Wednesday, 23 September 2009 09:29:35 (W. Europe Daylight Time, UTC+02:00)

Sorry forgot to address your questions:

1. Realy couldn't say. Too many threads on one core can kill your processing power too, because every thread switch takes op processing power.

2. No :-) It's not parallel. Whish it was so. You get some additional processing power for each core, but you loose some too. Threads and processes have to be managed over the available cores. This takes time. Also, memory access on different pages per thread (not memory of the thread's stack) costs much.
So, yes you gain more spreed for each core, but you gain a little less for each new core.

Monday, 12 October 2009 09:46:09 (W. Europe Daylight Time, UTC+02:00)
Hi Rednael,

I tried your sample code (without changes) to parse the log files on my machine, but it gives me this error/exception at line "poolLimiter.Release()": -

Error description: "Adding the given count to the semaphone would cause it to exceed its maximum count".

Can you throw some light on this.

Thank you,
Ajay K. Ubbott
Monday, 12 October 2009 10:27:54 (W. Europe Daylight Time, UTC+02:00)
Hi Ajay,

"I tried your sample code (without changes) to parse the log files on my machine"
Which code would that be? The example from: http://blog.rednael.com/2009/02/05/ParallelProgrammingUsingTheParallelFramework.aspx perhaps?

That example was written for version 2 of the Parallel Framework. It shouldn't be able to compile with version 3 of the Paralel Framework, because the EndTask methods were removed because of obsoletion.

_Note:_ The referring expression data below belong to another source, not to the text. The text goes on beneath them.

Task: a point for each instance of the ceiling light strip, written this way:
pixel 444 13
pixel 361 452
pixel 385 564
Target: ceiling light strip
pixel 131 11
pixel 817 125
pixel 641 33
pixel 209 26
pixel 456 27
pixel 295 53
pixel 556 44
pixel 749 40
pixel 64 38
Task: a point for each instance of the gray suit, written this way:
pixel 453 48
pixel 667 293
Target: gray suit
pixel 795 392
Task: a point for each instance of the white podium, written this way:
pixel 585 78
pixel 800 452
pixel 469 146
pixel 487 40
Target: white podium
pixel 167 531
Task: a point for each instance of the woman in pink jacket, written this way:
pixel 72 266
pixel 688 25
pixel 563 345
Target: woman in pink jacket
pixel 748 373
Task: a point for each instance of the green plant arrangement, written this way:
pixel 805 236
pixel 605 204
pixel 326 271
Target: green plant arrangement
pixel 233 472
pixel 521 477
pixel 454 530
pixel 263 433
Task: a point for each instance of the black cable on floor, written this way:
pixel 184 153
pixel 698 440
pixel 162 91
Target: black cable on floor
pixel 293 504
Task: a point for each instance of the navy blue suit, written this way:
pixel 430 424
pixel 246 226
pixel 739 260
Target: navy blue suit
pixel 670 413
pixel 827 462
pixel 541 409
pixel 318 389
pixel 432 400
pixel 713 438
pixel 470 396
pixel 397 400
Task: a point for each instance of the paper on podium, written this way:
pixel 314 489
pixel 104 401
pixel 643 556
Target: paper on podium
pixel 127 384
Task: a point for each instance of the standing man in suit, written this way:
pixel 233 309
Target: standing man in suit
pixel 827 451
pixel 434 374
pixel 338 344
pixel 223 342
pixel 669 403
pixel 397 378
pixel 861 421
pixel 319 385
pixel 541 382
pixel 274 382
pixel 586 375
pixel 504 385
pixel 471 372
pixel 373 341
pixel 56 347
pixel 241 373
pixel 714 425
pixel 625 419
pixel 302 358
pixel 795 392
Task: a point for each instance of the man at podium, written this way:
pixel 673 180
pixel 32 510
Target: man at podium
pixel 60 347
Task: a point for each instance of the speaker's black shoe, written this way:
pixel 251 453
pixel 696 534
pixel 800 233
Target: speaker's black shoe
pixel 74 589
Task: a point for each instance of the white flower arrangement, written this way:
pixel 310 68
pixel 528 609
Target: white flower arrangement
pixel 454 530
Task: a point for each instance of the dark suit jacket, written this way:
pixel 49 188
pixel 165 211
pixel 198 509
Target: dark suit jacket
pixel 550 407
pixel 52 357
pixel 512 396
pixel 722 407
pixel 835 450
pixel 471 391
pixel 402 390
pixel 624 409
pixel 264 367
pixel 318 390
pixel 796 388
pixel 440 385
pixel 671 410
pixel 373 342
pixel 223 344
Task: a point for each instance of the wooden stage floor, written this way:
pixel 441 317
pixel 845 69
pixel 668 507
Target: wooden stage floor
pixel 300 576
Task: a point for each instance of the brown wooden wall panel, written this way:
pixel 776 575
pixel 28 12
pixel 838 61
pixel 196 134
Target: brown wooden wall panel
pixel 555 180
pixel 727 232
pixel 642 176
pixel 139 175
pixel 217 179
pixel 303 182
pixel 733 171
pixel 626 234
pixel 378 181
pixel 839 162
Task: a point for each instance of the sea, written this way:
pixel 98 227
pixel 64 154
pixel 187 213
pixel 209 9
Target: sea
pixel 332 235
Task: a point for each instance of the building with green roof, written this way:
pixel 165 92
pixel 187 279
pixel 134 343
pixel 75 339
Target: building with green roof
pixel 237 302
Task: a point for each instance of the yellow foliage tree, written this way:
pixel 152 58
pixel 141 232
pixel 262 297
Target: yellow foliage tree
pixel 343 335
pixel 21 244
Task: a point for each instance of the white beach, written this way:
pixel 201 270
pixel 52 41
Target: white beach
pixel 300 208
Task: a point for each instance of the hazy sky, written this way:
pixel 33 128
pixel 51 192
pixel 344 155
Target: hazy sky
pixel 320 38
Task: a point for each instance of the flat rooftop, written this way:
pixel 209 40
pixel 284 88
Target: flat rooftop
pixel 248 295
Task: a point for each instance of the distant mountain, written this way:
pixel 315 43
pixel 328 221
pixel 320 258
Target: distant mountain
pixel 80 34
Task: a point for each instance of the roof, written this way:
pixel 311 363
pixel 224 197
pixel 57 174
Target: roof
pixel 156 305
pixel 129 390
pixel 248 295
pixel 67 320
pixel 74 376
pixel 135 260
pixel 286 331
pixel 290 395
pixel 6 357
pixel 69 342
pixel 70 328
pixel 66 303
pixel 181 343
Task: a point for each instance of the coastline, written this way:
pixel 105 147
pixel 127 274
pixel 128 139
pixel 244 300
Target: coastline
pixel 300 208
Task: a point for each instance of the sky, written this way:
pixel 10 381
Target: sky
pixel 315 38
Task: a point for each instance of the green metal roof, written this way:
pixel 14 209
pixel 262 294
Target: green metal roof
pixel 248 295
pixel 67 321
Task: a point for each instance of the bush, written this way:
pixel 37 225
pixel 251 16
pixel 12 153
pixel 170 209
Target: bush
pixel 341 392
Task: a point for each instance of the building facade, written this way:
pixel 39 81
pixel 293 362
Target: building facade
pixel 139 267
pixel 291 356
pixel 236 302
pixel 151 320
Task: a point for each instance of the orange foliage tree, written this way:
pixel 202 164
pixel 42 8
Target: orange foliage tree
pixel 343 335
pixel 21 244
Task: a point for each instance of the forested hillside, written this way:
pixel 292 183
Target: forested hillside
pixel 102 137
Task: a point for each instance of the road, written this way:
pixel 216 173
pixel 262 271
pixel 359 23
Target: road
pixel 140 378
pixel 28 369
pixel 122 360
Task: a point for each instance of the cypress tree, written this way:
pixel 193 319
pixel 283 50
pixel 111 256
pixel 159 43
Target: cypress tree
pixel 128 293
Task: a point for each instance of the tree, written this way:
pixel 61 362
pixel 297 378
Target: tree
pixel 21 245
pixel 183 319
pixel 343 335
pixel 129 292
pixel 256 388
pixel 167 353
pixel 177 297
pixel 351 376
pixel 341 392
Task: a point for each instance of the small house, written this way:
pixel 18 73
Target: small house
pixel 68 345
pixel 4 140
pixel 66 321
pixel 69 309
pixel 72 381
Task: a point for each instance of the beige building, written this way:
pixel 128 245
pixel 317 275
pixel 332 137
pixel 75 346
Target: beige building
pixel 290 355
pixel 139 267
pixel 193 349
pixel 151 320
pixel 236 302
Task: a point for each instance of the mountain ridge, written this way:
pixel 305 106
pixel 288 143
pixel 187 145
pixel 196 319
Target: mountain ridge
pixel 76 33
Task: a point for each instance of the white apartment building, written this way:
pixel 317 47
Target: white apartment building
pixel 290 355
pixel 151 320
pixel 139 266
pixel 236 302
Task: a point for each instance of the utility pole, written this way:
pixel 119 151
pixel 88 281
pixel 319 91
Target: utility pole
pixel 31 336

But the exception "Adding the given count to the semaphone would cause it to exceed its maximum count", implies an other problem.
However, I don't believe I'm using a semaphore in the Parallel Framework. Instead I'm using an EventWaitHandle. However, it might for some strange reason give such an exception using an EventWaitHandle. Weird...

Anyway, when seeing that exception, my guess is that you're probably creating more than 2,147,483,647 concurrent tasks. You might want to addapt the code in such manner that it parses file-for-file instead of all at once. And then wait for one (or n) files to complete before you parse another.

Monday, 12 October 2009 10:47:15 (W. Europe Daylight Time, UTC+02:00)

You are correct, my mistake, I was using old sample code to test Parallel framework ver 3.0.
I am new to multi-threading. It would be great help if a sample code compatible with the latest version of framework is available for learning.

Thank you,
Ajay K. Ubbott
Monday, 12 October 2009 11:02:29 (W. Europe Daylight Time, UTC+02:00)
Hi Ajay,

Yes I agree...
Have you already looked at the documentation of the Parallel Framework? It comes with some small examples. It may be of some help for now.

I have a complete and working log-parser (on framework v3). Been planning on releasing that sourcecode too, but I have to addapt some xslt files first. When I get around to it, I'll post it. Till then, please look at the available samples in the documentation, or keep asking me specific questions through this blog.